The three popes who preceded him in office also focused on the island. During the visit of John Paul II in 1998, Fidel Castro released some 200 people from prison. A total of 75 dissidents from the so-called Black Spring were released in 2010 after talks mediated by the Holy See. The same happened on the eve of Benedict XVI’s visit to Cuba in 2011 and that of Pope Francis in 2015. On the occasion of Leo XIV’s election, Cuban President Miguel Díaz-Canel let him know in a message that they shared “the desire to promote dialogue and peace.”

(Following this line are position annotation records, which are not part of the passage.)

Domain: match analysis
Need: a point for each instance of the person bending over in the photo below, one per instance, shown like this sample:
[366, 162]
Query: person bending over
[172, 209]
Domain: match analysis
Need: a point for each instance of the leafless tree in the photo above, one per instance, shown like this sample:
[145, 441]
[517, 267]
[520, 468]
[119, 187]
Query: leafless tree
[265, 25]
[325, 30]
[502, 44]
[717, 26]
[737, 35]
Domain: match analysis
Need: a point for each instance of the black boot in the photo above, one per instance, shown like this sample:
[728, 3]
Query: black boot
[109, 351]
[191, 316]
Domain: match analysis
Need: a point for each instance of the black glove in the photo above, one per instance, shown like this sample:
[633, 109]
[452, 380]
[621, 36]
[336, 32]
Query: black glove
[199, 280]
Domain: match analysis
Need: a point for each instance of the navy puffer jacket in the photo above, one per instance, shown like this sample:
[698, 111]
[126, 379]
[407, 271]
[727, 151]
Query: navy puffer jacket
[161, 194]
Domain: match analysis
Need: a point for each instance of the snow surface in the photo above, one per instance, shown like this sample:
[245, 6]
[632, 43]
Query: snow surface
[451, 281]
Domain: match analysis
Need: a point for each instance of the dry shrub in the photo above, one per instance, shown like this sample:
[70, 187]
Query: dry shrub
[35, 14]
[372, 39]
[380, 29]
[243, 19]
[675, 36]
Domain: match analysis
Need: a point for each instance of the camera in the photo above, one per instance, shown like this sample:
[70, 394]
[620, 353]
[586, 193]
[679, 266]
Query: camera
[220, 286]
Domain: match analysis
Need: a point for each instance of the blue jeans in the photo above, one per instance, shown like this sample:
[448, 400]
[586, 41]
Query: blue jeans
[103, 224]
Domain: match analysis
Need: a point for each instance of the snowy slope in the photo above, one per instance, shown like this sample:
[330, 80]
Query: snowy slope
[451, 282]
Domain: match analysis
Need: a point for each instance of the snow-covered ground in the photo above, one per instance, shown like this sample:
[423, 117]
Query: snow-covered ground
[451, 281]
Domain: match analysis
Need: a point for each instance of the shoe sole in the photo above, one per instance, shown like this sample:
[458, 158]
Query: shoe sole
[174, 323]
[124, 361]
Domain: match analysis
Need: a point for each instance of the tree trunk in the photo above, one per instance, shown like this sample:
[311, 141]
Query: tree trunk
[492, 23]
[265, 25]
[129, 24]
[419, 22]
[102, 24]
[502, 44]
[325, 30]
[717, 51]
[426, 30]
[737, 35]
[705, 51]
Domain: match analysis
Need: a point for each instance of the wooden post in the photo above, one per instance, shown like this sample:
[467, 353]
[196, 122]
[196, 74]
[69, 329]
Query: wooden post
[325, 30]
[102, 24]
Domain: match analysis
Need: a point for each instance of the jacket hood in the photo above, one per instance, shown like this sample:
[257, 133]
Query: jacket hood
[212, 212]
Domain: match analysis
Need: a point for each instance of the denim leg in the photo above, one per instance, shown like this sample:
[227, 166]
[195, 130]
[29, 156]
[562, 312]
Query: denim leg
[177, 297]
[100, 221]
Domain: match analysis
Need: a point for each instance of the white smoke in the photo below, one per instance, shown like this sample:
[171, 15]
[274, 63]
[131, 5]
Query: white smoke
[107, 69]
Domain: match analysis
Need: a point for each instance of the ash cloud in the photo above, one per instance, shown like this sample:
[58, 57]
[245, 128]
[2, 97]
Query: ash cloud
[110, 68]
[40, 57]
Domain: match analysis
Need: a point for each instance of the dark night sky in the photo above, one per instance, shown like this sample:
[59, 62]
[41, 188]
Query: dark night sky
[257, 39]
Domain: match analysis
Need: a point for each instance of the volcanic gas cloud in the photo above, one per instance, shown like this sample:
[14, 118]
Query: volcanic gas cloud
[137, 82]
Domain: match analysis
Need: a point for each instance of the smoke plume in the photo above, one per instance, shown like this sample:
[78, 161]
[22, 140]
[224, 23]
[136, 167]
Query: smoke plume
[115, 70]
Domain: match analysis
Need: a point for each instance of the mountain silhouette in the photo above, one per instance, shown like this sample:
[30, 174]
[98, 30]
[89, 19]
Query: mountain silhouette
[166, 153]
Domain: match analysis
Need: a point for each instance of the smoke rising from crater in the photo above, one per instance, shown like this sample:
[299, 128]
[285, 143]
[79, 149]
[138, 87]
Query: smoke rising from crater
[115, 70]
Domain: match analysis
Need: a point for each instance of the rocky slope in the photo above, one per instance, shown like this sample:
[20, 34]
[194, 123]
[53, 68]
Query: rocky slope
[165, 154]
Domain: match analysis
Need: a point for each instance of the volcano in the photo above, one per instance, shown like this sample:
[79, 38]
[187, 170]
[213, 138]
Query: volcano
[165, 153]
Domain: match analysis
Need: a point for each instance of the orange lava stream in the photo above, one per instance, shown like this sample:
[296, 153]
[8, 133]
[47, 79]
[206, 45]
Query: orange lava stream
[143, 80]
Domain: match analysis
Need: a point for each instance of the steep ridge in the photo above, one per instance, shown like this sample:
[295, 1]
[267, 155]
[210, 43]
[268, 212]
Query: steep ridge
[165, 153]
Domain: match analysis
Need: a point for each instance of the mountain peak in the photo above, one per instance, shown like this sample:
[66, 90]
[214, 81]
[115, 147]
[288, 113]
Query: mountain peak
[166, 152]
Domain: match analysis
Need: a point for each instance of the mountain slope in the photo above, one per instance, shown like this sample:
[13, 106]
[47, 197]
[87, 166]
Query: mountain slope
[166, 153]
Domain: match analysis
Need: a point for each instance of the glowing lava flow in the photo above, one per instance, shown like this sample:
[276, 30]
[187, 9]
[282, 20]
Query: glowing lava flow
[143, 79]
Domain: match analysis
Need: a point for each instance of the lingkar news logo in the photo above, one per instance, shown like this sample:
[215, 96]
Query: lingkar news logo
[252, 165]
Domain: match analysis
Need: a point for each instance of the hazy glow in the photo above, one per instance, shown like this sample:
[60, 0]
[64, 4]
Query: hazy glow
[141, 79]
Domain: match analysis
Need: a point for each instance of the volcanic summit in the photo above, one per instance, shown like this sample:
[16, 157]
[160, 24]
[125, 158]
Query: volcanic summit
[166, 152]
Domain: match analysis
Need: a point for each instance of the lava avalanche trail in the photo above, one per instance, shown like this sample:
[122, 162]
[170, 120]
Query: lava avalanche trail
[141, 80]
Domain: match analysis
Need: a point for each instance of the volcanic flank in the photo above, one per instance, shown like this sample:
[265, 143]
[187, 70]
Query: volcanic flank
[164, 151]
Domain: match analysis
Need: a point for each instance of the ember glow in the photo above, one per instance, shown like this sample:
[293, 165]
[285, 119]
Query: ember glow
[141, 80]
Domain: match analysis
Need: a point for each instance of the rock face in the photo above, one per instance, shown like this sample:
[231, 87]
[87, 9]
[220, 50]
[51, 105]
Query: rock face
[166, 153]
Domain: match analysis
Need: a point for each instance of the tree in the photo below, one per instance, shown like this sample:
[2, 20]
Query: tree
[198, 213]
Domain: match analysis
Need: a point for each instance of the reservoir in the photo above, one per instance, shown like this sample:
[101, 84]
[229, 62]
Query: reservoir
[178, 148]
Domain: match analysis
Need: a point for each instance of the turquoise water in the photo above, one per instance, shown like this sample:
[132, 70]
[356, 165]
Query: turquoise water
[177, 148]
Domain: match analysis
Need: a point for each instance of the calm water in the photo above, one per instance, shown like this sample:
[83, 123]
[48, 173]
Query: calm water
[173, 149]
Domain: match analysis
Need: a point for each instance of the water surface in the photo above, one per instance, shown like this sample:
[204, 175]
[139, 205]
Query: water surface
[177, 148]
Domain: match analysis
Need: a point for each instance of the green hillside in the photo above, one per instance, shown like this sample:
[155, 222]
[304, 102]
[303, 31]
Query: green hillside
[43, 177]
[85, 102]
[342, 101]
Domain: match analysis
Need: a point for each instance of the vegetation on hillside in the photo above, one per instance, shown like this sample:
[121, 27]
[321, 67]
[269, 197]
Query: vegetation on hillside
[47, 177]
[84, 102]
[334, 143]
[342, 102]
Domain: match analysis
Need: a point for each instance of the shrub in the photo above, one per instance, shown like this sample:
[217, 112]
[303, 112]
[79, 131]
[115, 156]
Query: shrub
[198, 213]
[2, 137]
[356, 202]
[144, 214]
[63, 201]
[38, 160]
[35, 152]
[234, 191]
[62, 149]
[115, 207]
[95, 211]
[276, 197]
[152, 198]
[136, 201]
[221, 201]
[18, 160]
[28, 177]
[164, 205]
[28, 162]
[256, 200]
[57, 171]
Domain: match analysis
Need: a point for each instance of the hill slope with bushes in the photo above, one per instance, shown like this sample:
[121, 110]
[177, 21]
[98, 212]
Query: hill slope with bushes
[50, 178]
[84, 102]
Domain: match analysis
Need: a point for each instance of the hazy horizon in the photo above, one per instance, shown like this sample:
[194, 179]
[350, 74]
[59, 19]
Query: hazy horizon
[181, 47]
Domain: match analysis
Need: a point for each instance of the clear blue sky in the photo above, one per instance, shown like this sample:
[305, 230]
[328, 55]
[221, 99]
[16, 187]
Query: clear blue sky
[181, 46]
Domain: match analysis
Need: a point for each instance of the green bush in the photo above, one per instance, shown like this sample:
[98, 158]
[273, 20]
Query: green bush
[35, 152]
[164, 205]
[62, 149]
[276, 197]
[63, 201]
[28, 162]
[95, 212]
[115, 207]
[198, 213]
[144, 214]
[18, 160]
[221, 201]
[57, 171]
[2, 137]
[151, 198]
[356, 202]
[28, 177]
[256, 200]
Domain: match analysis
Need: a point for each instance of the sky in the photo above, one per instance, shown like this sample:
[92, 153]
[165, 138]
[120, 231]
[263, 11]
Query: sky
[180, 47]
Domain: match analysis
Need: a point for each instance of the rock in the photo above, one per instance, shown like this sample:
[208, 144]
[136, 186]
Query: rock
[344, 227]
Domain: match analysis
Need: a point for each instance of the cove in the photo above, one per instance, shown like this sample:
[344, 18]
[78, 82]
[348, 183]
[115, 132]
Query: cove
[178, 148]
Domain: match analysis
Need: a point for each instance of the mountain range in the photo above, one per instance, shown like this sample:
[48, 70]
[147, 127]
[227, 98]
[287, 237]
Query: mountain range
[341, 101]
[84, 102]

Amid the crisis facing the island, several religious institutions have raised their voices in response to the call to “do something to save Cuba.” Members of the Archdiocese of Santiago de Cuba recently made a plea to “those who hold the highest responsibilities when it comes to making decisions for the good of the nation.” “It is time to create a climate, free from internal and external pressures and conditions, where the structural, social, economic, and political changes that Cuba needs can be implemented,” they said.
Cires, of the OCDH, for his part, believes it is “crucial” that the Holy See “in some way support” the Cuban bishops’ message, “which underscores the need for structural changes in the political, economic, and social spheres.” “It is essential to find ways to ensure that the dignity and freedom of Cubans are respected,” he insisted.